Le norme sull’azione disciplinare sono rigide, con dei tecnicismi non da tutti, e hanno poi dei termini ben precisi entro la quale essa deve essere esercita. Se il procuratore generale della Cassazione non promuove l’azione disciplinare trascorso oltre un anno dalla conoscenza dei fatti, ha irrimediabilmente “consumato” o “esaurito” il potere-dovere di agire. Lo scorso Csm aveva voluto recuperare con il procedimento amministrativo del trasferimento per incompatibilità ambientale quanto era stato “perduto” con il procedimento disciplinare.

I due procedimenti sono alternativi e la loro gestione non può fare a meno della collaborazione istituzionale tra procuratore generale della Cassazione e Comitato di Presidenza del Csm, presieduto dal vicepresidente. Nell’ordine logico più appropriato, pervenute le chat incriminate all’esame prioritario del procuratore generale, egli è tenuto a stabilire se sussistano violazioni disciplinari di sua competenza; soltanto se non sussistono archivia, ma è tenuto a trasmettere gli atti al Csm qualora individui ragioni di oggettiva incompatibilità.

A propria volta, il Comitato di Presidenza è tenuto a deliberare, anche sulla scorta delle informazioni e delle archiviazioni disposte dal procuratore generale (che, va ricordato, fa parte del Comitato insieme al primo presidente della Cassazione), se sussistano ragioni di oggettiva incompatibilità affidandone l’accertamento alla Prima Commissione, ma è tenuto a trasmettere gli atti al procuratore generale se individua la sussistenza di violazioni disciplinari, sempre che (ovviamente) il procuratore generale non abbia agito in modo diverso.
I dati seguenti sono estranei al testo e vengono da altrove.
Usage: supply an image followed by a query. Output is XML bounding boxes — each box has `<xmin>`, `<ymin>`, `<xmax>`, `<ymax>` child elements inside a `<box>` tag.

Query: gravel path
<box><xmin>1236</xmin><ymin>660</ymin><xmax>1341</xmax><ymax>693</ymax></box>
Quest’ultimo, come si è scoperto, ha promosso l’azione disciplinare soltanto in parte anche con riferimento a “etero-raccomandazioni” e talvolta ha probabilmente archiviato anche “etero-promozioni”. Soltanto sulla base delle sue archiviazioni pre disciplinari (totali o parziali), il Comitato di Presidenza del Csm ha allora potuto “incanalare” sul procedimento per incompatibilità oggettiva condotte di auto o etero – raccomandazioni disciplinarmente rilevanti, oggettivamente sottraendole alla valutazione della Sezione disciplinare del Csm e segnandone il destino.

Non si ha notizia, dunque, che tranne per Palamara e, come scrive Russo per “i suoi correi nella ‘congiura’ dell’Hotel Champagne, tutte le gravissime e numerose scorrettezze documentate dalle famose chat siano state (trattate e) sanzionate in sede disciplinare o abbiano provocato il trasferimento d’ufficio”. Cosa fare adesso? Assolutamente nulla. Lo ha ricordato l’altro giorno il nuovo Csm a guida Fabio Pinelli. I tempi sono scaduti e tutto è finito a tarallucci e vino. Della serie, mettiamoci una bella pietra sopra.